Desertification poses security risks, Ban warns on World Day
With 200 million people projected to become environmentally-induced migrants by 2050, land degradation threatens national and regional stability, Secretary-General Ban Ki-moon said today, marking the World Day to Combat Desertification.
One-third of the Earth's surface is affected by desertification, endangering the livelihoods and development of up to 1 billion people, Mr. Ban said in a message to commemorate the Day, which has been observed since 1995.
"Faced with long periods of drought, famine and deepening poverty, many have only one option: flight from the land," he said, noting that there are already 24 million peopled forced by land degradation to leave their homes and that one-third of the world's cropland has been abandoned in the past four decades.
Climate change is one force behind desertification, but the Secretary-General stressed that "we must reconsider our agricultural practices and how we manage our water resources," with agriculture and livestock raising accounting for 70 per cent of fresh water use and up to 80 per cent of deforestation.
Increased demand for crops for both animal feed and biofuels will also strain scarce water resources without sustainable management, he pointed out.
Today's message also emphasized the unsustainable nature of current global consumption and production patterns, which could lead to further global food crises, similar to last year's, as well as continued desertification, land degradation and drought.
"As usual, the poor will be the first victims and the last to recover," Mr.
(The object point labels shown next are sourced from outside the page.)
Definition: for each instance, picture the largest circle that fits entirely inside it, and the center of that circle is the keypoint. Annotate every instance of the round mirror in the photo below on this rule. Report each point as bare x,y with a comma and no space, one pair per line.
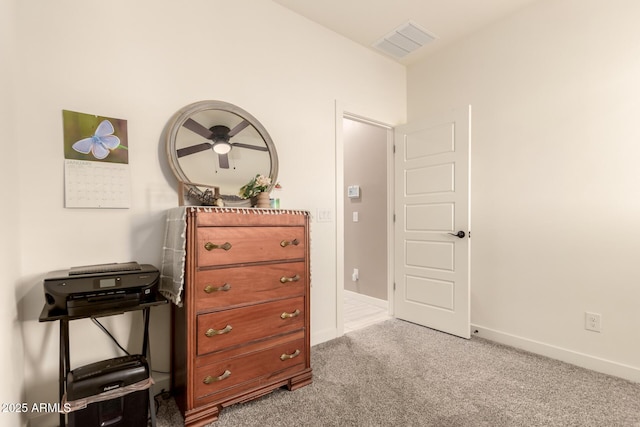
217,144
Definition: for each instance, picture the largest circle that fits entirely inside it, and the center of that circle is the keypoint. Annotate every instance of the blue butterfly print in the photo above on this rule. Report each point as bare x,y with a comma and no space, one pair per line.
100,143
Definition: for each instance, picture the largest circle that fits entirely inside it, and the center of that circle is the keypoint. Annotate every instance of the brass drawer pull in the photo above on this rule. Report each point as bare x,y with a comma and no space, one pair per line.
209,379
284,279
209,289
289,356
290,315
211,332
211,246
285,243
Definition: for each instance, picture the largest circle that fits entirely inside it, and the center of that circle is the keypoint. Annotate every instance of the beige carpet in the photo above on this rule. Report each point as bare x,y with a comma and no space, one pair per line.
399,374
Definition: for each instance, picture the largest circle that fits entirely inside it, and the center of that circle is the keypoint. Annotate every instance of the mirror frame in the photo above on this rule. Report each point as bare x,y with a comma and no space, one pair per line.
181,116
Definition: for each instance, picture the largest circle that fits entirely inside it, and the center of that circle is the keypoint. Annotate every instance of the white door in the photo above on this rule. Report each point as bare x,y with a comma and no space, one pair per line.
432,222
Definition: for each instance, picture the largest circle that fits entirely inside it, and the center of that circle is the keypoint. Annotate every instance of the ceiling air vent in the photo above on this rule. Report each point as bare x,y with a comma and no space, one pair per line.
403,40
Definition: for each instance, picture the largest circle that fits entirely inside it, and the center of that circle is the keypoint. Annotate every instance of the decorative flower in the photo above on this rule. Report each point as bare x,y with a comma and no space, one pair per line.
258,184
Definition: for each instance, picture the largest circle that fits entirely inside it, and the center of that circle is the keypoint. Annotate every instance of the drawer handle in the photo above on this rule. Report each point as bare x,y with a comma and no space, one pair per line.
289,356
285,243
290,315
209,379
211,332
211,246
209,289
284,279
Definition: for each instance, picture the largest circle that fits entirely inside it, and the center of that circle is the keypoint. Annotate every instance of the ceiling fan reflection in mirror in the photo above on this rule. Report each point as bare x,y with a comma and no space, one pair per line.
220,137
218,146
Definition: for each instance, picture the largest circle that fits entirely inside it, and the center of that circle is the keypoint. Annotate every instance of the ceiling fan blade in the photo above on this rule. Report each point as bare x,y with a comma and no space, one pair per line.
236,130
223,159
196,127
181,152
251,147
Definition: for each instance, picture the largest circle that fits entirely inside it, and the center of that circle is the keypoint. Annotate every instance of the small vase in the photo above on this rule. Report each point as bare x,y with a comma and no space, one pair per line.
263,200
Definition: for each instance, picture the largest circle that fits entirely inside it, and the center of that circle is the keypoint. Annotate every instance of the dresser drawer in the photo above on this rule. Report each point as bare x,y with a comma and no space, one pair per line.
227,328
244,285
236,245
270,363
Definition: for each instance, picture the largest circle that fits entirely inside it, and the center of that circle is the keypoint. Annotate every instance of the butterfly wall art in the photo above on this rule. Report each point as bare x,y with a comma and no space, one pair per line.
95,138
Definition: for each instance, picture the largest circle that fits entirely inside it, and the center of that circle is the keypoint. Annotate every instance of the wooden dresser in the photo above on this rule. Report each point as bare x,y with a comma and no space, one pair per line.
243,329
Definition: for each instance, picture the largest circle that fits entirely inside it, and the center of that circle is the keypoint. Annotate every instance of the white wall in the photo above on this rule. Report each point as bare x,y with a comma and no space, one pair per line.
11,350
555,178
142,61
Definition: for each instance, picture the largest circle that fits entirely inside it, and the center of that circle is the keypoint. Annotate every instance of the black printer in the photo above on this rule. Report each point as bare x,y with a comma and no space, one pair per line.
82,291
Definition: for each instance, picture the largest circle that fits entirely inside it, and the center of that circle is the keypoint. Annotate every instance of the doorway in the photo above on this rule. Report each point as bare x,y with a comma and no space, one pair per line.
367,221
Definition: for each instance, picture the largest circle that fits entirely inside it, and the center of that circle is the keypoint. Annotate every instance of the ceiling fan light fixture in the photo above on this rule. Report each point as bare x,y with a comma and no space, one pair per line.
221,147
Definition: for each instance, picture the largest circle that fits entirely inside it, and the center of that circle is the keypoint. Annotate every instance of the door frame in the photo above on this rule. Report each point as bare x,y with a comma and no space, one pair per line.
342,112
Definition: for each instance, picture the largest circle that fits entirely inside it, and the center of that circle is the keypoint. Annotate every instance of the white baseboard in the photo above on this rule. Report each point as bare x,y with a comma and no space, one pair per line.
583,360
377,302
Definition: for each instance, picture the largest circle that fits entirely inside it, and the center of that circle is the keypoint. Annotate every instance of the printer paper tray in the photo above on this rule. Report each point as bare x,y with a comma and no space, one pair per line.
89,306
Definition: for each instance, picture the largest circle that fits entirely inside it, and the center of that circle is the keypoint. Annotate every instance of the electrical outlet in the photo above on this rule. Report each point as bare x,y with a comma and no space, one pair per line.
592,322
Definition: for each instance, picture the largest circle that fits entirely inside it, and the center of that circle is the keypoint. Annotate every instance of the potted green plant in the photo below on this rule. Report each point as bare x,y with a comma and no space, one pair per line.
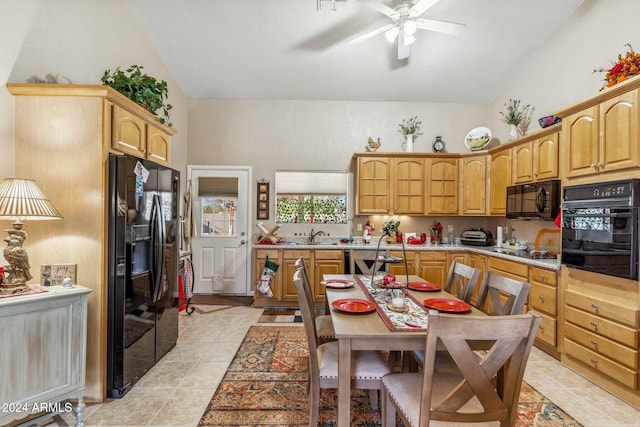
140,88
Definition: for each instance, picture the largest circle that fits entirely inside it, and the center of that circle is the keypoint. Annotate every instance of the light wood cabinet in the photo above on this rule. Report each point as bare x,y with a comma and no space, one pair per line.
432,266
499,180
135,136
373,181
535,160
318,263
603,336
442,186
602,136
55,125
543,299
473,185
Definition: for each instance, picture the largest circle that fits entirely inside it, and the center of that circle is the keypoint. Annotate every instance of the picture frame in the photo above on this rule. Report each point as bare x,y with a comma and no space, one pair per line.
263,200
54,274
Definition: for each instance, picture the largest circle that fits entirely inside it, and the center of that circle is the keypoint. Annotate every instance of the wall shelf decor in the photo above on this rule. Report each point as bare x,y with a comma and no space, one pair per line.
263,199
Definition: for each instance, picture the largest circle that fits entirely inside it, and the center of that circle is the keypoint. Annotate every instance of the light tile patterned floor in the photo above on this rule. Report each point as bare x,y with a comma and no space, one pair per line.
177,390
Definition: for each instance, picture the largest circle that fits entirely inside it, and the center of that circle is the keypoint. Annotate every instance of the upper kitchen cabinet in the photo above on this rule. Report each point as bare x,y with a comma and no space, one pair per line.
473,185
390,184
535,156
499,180
136,136
600,135
442,185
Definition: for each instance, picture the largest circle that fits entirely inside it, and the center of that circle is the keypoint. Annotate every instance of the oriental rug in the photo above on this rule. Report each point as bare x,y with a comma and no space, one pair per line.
266,385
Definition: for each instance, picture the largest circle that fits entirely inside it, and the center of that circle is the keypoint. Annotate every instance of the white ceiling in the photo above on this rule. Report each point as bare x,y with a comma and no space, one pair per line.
287,49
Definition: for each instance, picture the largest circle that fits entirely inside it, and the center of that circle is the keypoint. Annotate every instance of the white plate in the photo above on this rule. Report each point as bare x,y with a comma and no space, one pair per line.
477,138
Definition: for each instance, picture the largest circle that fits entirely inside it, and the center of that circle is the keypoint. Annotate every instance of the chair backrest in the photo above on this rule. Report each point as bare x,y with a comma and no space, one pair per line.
308,322
486,385
300,265
462,280
501,295
360,258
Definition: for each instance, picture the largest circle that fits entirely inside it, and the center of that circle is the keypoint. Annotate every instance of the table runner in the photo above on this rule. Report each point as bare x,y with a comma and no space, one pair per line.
414,320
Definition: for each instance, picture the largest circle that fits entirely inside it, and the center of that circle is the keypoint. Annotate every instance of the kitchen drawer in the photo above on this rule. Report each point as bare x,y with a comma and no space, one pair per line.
264,253
601,364
329,254
602,345
508,268
543,298
433,256
296,253
541,275
548,329
610,310
607,328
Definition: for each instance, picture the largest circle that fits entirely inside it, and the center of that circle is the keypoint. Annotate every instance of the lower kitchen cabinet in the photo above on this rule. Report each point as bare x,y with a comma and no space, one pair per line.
318,263
602,337
544,301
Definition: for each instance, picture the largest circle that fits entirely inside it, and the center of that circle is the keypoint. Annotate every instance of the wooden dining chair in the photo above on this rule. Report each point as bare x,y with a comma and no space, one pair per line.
501,295
324,324
485,386
462,280
367,367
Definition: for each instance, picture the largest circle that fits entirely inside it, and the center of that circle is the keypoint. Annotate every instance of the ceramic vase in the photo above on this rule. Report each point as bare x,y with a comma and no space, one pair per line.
514,132
407,145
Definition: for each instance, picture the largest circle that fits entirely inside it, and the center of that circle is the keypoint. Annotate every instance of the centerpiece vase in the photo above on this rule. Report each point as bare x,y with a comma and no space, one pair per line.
408,143
514,132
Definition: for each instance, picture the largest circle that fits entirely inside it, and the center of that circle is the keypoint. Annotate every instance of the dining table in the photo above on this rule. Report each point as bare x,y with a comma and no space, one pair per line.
377,325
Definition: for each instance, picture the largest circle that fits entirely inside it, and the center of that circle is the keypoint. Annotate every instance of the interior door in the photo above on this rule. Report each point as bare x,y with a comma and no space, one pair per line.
220,204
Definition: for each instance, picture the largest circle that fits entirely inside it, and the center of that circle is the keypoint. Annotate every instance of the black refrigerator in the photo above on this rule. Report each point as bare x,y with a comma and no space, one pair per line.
143,254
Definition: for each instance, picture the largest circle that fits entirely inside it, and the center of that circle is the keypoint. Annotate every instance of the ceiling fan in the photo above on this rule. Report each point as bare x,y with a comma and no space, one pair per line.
406,21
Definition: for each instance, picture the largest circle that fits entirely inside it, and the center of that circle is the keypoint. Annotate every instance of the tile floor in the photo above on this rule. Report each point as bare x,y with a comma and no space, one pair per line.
178,389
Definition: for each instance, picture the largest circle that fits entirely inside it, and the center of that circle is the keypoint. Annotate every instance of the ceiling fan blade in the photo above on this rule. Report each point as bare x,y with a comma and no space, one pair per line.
372,33
420,7
440,26
404,50
382,8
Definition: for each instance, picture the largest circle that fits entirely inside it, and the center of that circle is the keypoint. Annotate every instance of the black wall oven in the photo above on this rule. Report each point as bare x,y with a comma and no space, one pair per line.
600,227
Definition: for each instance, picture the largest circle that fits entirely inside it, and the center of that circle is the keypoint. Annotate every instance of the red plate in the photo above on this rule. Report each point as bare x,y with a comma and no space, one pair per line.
338,284
424,286
351,305
448,305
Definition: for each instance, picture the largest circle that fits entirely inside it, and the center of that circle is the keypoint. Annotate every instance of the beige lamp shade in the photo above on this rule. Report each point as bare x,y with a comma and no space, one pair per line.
22,199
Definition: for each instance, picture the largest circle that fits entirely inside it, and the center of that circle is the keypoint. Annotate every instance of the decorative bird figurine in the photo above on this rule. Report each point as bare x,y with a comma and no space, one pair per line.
373,145
17,257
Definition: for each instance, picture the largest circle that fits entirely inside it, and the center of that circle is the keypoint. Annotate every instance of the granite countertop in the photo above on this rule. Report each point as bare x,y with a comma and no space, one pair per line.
519,256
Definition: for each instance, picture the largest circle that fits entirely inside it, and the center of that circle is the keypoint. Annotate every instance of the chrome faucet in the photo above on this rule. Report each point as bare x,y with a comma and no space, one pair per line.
312,235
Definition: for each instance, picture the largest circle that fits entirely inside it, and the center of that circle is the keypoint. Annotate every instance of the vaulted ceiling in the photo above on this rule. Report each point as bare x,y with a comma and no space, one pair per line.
288,49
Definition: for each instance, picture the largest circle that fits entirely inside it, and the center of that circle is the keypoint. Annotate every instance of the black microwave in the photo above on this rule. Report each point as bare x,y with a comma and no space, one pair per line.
538,200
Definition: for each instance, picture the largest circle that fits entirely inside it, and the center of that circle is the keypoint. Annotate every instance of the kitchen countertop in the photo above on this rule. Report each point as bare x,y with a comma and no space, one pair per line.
550,263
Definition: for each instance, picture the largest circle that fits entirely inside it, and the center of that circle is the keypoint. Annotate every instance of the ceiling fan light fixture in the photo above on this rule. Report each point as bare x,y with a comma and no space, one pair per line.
391,34
409,39
409,27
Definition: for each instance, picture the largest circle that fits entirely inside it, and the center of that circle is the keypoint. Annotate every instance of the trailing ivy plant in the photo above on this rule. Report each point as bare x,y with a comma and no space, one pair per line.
140,88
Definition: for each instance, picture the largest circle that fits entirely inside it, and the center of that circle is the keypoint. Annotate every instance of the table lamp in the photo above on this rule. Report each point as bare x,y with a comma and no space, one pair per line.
20,199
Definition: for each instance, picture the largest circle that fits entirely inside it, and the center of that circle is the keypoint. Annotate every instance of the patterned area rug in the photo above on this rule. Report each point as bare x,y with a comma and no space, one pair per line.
266,385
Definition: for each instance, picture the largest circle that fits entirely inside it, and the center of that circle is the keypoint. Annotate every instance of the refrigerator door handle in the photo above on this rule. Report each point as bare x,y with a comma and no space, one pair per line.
157,235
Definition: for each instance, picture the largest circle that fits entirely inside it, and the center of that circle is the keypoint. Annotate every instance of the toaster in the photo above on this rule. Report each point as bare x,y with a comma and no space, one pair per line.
477,237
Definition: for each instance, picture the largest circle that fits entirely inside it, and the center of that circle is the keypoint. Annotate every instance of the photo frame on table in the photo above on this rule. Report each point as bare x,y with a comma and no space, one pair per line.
263,200
54,274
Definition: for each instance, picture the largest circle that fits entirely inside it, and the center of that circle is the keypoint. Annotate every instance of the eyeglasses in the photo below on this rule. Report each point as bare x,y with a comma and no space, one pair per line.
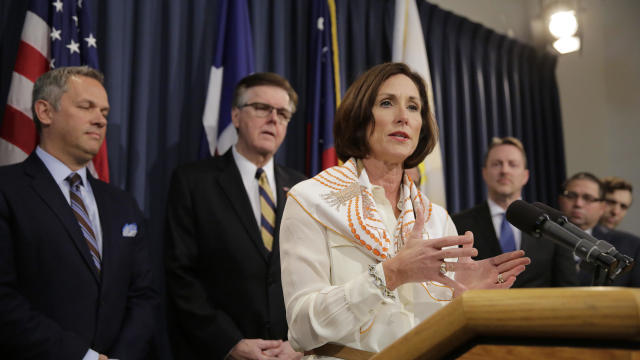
612,202
573,196
264,110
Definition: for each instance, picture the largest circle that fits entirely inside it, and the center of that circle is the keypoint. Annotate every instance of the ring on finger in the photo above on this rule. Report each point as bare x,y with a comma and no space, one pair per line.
443,268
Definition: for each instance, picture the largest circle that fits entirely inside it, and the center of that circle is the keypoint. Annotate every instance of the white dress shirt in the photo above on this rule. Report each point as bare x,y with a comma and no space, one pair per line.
497,214
60,172
251,186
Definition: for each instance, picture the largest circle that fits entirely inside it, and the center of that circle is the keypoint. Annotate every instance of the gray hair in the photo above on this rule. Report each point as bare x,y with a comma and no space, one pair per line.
51,85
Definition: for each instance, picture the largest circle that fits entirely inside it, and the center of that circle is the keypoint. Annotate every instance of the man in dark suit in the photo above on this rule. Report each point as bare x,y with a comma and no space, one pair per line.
223,258
505,173
75,277
582,202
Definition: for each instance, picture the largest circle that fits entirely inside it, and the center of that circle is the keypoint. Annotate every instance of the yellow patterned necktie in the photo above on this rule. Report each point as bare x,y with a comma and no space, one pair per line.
267,209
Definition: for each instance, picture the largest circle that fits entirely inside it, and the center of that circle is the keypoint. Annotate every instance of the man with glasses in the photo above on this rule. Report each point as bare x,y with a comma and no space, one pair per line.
505,173
223,214
617,197
581,200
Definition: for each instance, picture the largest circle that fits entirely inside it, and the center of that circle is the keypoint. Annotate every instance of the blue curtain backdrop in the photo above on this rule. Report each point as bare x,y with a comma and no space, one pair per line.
156,57
485,85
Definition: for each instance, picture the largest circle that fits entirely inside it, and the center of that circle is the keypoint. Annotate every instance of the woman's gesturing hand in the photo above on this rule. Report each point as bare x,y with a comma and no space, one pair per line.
421,260
498,272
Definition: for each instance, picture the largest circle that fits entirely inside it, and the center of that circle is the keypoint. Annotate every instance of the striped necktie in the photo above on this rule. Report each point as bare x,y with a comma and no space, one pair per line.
267,209
81,214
Ban said.
He exhorted world leaders to "seal [the] deal" on an ambitious new climate change pact – to replace the Kyoto Protocol – in Copenhagen, Denmark, this December.
"A comprehensive and equitable agreement to slow down global warming must also help developing countries to adapt to the impacts that are already under way," the Secretary-General said. "In particular, it must provide adequate and predictable financing to support improved land management, more efficient water use and sustainable agriculture."
A United Nations Environment Programme (UNEP) scheme to stem desertification in Africa has made strides, with extinct grass species being re-introduced, deploying rainwater harvesting, rotation grazing and other strategies.
The Desert Margins Programme has demonstrated success in pilot projects in nine African nations, including Senegal, where the Sahel Apple, a nutritious fruit with a high-market value which also restores degraded lands, was introduced by the scheme.
"Land degradation and desertification [are] not inevitable and the multiple inspiring solutions from the Deserts Margin Programme underscore this," said UNEP Executive Director Achim Steiner. "It is time to scale-up and to replicate these kinds of actions in order to climate-proof vulnerable communities while boosting livelihoods, biodiversity and water supplies en route to achieving the UN's poverty-related Millennium Development Goals [MDGs]."